Just like you cannot “not think,” you cannot shoot consistently without being aware of the barrel. It’s there. It’s part of it, albeit a small awareness.

Trying to feel your way through the shot and not see the barrel is futile, and establishing an awareness of the muzzle in the periphery is an individual evolution. It is what deliberate practice is all about.

This topic was in great measure the genesis of our Kill Shot Reviews (KSR) on our Knowledge Vault. Shooters who are watching them (on both clays and game birds) before practice and before a tournament shoot remarkably better scores with less practice! This is called Perceptual Cognitive Learning.

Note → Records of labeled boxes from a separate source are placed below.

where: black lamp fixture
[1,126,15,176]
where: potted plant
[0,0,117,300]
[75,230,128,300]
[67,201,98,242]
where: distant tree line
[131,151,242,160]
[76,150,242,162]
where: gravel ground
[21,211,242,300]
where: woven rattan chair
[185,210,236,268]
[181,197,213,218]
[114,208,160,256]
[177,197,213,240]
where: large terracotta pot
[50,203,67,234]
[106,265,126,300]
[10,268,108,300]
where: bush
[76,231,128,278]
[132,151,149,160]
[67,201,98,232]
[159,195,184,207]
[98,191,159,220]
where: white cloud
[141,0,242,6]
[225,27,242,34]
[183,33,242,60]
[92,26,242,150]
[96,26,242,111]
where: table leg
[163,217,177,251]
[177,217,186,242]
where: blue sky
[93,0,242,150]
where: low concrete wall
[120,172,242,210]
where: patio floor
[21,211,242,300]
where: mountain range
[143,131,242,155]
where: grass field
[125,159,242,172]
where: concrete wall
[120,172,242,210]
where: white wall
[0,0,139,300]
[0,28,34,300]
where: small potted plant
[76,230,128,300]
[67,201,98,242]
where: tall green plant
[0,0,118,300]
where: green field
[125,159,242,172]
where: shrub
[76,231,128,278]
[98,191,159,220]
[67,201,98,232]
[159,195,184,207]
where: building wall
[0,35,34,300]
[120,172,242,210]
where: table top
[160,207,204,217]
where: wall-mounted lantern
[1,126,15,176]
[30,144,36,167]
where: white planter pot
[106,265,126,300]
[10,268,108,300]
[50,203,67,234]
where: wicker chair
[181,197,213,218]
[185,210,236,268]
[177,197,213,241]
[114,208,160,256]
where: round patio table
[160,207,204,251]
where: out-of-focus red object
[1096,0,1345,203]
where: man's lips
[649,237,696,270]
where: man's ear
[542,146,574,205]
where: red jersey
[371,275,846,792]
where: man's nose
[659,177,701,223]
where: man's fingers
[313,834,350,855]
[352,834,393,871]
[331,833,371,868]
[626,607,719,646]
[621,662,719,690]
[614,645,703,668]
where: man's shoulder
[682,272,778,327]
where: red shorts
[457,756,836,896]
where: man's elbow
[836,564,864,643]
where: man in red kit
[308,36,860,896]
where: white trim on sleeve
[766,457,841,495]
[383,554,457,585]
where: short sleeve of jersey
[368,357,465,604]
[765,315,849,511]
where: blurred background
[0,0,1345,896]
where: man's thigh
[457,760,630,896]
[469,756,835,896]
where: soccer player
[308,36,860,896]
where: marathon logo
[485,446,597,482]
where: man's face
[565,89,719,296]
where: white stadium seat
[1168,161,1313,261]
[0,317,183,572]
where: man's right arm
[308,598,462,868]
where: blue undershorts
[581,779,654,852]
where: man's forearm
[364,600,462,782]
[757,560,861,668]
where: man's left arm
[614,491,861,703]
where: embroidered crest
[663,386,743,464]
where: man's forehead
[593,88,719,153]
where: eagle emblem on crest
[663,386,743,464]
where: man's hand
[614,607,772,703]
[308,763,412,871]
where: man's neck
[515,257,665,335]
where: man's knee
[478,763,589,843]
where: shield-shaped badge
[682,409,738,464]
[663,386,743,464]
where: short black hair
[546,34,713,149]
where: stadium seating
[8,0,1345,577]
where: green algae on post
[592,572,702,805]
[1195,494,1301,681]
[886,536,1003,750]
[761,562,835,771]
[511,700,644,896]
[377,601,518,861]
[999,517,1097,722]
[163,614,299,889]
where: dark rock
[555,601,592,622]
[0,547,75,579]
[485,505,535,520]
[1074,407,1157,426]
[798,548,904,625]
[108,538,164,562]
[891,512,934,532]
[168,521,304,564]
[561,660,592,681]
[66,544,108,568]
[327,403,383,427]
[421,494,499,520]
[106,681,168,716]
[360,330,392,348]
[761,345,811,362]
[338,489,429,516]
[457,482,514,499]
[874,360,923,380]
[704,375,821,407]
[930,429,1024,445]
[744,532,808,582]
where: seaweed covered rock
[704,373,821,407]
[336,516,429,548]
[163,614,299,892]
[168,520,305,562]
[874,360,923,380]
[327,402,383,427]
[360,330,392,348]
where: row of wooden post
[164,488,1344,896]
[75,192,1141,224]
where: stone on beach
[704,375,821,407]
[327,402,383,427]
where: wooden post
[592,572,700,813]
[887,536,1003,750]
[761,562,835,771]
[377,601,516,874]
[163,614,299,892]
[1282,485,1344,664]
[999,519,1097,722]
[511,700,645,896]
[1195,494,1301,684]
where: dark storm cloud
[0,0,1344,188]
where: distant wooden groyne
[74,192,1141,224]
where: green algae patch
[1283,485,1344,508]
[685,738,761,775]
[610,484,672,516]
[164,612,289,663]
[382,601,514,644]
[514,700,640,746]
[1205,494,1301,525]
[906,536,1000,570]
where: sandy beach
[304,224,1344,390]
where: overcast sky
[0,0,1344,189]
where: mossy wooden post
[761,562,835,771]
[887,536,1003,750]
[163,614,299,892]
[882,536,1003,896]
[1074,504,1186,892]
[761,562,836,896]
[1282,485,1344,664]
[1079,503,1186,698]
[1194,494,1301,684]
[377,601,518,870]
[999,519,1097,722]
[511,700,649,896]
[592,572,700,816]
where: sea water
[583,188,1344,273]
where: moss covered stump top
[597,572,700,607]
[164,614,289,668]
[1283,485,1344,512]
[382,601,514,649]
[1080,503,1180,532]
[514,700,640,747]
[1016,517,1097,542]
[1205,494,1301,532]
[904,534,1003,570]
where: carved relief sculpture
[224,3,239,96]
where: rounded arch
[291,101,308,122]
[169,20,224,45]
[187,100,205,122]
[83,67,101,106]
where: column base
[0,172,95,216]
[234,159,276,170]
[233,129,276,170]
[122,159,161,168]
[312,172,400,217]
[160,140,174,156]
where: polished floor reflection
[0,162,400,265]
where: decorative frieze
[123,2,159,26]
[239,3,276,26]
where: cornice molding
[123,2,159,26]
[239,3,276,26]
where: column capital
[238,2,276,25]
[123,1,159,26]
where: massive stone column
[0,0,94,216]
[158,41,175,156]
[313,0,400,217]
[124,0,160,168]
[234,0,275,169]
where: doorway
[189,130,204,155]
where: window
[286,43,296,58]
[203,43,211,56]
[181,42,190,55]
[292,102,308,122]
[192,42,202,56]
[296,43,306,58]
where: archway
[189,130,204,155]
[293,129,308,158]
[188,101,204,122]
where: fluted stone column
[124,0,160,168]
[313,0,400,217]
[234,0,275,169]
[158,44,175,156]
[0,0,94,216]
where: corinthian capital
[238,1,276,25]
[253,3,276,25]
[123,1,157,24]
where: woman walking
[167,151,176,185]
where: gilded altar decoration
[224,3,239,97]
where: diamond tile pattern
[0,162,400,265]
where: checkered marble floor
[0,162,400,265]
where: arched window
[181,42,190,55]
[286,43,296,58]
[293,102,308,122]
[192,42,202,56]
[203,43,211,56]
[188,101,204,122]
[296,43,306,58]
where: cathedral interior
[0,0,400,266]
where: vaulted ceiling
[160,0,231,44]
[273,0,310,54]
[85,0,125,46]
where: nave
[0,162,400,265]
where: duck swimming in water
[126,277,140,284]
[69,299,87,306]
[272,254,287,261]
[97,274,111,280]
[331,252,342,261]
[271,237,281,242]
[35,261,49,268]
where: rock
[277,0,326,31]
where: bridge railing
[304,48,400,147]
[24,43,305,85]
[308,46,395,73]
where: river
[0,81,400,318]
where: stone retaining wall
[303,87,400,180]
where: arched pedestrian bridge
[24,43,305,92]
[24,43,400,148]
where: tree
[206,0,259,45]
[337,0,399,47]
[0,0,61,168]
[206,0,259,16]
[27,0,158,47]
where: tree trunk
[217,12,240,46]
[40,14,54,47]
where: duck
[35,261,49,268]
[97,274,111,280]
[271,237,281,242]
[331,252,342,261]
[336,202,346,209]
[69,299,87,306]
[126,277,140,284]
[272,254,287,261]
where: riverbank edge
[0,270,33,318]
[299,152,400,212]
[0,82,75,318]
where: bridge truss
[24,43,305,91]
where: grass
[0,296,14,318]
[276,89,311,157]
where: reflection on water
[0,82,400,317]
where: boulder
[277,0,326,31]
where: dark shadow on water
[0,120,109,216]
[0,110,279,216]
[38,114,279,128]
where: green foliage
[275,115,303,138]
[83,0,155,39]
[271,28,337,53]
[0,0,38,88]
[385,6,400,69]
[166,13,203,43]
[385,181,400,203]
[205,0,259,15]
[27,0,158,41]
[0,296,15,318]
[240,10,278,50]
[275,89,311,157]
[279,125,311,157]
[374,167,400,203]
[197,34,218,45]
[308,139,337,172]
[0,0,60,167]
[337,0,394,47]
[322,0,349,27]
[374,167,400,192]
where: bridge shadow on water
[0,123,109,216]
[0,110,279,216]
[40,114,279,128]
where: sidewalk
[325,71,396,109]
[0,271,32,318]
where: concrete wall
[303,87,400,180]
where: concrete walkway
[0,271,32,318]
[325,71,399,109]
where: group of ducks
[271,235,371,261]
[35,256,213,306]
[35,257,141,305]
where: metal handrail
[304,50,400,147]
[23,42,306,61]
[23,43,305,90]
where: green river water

Making it Easier on Your Brain

When shooters intently watch the KSRs and they find their brain in a situation that it has seen perfectly executed over and over, two things happen:

It is easier for the shooter to visualize in detail how and where the shooter wants the brain to bring the shot together. Both sides of the brain are involved with the shot and have a very specific task as the shot comes together, making it easier for the shooter to slip into the zone shot after shot!

The criticizing left brain is programmed to see the target on the correct side of the barrel and send the shot when the speed is matched. This frees up the right brain to adjust the lead while matching the speed.

After you match the speed and take the shot, everything is moving in slow motion.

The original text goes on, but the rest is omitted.